Download or read book Modern Applied U Statistics written by Jeanne Kowalski and published by John Wiley & Sons. This book was released on 2008-01-28 with total page 402 pages. Available in PDF, EPUB and Kindle. Book excerpt: A timely and applied approach to the newly discovered methods and applications of U-statistics Built on years of collaborative research and academic experience, Modern Applied U-Statistics successfully presents a thorough introduction to the theory of U-statistics using in-depth examples and applications that address contemporary areas of study including biomedical and psychosocial research. Utilizing a "learn by example" approach, this book provides an accessible, yet in-depth, treatment of U-statistics, as well as addresses key concepts in asymptotic theory by integrating translational and cross-disciplinary research. The authors begin with an introduction of the essential and theoretical foundations of U-statistics such as the notion of convergence in probability and distribution, basic convergence results, stochastic Os, inference theory, generalized estimating equations, as well as the definition and asymptotic properties of U-statistics. With an emphasis on nonparametric applications when and where applicable, the authors then build upon this established foundation in order to equip readers with the knowledge needed to understand the modern-day extensions of U-statistics that are explored in subsequent chapters.
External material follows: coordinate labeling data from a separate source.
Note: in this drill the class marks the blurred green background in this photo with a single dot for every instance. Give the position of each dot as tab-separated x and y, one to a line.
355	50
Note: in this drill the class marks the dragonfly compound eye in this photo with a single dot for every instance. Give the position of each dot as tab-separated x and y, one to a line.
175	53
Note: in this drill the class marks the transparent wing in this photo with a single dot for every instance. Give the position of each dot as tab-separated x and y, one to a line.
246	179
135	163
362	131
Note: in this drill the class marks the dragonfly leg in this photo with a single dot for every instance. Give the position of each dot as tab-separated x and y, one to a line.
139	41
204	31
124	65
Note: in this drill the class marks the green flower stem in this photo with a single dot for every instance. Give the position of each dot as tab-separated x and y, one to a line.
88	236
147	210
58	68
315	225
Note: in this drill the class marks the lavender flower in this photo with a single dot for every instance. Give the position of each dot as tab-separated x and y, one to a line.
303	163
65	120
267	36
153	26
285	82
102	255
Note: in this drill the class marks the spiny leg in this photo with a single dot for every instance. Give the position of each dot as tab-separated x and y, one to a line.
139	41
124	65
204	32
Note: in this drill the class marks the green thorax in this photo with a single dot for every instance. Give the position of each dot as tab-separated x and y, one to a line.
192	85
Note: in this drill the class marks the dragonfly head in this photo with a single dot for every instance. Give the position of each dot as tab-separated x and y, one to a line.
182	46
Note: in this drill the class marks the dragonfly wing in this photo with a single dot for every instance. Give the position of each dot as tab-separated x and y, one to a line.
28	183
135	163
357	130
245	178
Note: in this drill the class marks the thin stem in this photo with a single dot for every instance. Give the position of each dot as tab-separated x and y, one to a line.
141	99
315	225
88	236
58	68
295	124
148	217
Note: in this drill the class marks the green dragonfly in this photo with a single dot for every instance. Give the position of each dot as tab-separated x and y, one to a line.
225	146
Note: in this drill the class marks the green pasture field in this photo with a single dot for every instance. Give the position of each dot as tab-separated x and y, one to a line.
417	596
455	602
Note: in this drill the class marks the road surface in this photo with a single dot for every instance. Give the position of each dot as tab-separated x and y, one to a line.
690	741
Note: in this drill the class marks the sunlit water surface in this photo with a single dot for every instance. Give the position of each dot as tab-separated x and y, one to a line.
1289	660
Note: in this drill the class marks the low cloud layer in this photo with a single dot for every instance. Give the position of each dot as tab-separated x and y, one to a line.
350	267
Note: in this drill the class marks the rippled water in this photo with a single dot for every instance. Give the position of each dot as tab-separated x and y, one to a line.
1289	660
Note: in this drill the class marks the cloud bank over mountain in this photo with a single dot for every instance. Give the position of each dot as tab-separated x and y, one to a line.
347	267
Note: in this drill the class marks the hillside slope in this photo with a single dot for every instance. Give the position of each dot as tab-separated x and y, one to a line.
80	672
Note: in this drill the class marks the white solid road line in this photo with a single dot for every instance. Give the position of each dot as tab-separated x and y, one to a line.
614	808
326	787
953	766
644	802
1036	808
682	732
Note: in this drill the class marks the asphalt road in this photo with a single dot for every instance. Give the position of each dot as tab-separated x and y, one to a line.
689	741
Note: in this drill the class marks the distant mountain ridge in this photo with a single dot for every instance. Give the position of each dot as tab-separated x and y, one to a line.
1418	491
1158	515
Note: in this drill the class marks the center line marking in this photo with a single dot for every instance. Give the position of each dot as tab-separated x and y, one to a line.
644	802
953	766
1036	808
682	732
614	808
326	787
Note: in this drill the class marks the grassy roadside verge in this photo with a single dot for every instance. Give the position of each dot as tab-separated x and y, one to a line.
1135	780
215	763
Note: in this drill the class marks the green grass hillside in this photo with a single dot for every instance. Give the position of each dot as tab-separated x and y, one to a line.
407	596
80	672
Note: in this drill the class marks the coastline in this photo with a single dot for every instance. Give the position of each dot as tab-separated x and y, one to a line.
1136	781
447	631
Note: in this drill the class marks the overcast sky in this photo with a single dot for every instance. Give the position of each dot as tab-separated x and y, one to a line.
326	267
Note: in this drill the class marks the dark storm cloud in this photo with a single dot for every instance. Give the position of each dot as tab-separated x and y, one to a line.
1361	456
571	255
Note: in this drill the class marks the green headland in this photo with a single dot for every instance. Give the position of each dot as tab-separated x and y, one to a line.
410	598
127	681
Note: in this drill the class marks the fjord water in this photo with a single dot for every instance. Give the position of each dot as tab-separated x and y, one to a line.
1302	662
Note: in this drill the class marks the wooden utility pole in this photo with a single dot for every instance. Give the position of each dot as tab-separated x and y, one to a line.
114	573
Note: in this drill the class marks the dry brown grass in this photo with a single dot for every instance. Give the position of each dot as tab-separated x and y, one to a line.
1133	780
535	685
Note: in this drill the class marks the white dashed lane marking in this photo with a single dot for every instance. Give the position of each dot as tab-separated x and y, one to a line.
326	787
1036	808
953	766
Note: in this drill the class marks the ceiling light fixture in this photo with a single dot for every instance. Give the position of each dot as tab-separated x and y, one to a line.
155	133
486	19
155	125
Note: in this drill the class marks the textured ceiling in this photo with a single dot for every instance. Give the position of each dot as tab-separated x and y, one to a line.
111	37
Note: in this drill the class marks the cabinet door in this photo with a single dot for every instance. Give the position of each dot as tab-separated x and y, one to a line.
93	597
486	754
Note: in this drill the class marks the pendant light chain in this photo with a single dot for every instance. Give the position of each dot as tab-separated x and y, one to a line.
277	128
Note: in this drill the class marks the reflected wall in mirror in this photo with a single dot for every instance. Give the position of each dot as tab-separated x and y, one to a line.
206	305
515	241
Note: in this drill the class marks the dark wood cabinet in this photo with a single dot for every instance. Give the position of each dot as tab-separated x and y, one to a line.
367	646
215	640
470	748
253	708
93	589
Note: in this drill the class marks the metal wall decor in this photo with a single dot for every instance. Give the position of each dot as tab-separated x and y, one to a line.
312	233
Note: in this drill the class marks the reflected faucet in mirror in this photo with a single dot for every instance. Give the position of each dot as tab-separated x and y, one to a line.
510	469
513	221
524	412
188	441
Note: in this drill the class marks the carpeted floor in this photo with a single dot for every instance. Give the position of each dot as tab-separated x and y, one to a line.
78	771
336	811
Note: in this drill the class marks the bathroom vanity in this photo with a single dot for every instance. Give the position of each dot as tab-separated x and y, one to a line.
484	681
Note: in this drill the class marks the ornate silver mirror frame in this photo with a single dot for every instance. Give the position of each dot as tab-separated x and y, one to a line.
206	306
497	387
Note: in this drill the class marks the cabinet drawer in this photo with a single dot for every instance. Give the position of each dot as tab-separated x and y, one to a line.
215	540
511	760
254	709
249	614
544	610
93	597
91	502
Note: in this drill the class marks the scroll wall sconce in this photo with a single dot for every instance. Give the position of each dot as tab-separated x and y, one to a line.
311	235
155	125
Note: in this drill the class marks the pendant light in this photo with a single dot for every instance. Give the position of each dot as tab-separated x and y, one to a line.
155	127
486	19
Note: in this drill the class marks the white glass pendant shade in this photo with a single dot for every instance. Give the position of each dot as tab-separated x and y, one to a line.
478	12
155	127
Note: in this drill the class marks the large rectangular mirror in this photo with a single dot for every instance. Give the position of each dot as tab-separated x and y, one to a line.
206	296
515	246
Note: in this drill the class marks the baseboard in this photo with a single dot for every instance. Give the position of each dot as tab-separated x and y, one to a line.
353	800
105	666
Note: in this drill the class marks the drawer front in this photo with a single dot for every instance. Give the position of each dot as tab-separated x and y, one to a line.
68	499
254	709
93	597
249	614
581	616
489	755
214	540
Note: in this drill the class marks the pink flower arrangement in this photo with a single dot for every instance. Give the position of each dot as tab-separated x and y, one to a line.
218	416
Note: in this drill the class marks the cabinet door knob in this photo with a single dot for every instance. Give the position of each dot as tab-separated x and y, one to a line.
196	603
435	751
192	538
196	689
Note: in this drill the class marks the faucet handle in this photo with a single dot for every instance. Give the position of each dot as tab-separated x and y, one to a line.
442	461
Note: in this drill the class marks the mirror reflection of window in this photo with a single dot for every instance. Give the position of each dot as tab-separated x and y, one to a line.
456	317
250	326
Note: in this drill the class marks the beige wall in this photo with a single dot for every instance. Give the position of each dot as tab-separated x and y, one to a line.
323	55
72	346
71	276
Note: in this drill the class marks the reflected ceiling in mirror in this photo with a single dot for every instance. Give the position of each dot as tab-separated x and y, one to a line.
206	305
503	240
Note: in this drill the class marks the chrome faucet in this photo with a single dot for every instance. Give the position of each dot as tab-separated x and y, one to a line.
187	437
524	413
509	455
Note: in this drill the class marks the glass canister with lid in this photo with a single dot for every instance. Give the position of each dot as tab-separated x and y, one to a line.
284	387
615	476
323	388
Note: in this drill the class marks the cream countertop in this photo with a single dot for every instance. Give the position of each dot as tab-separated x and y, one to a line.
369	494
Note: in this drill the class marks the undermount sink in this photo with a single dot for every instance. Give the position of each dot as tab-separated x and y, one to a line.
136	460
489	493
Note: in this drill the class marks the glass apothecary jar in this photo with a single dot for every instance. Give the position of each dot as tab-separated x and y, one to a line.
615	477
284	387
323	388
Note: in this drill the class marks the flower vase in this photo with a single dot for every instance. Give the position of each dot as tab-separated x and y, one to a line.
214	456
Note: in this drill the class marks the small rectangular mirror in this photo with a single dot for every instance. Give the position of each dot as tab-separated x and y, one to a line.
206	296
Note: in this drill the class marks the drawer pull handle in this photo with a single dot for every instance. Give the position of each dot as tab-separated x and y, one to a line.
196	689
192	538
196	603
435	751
Additional topical coverage includes: Longitudinal data modeling with missing data Parametric and distribution-free mixed-effect and structural equation models A new multi-response based regression framework for non-parametric statistics such as the product moment correlation, Kendall's tau, and Mann-Whitney-Wilcoxon rank tests A new class of U-statistic-based estimating equations (UBEE) for dependent responses Motivating examples, in-depth illustrations of statistical and model-building concepts, and an extensive discussion of longitudinal study designs strengthen the real-world utility and comprehension of this book. An accompanying Web site features SAS? and S-Plus? program codes, software applications, and additional study data. Modern Applied U-Statistics accommodates second- and third-year students of biostatistics at the graduate level and also serves as an excellent self-study for practitioners in the fields of bioinformatics and psychosocial research.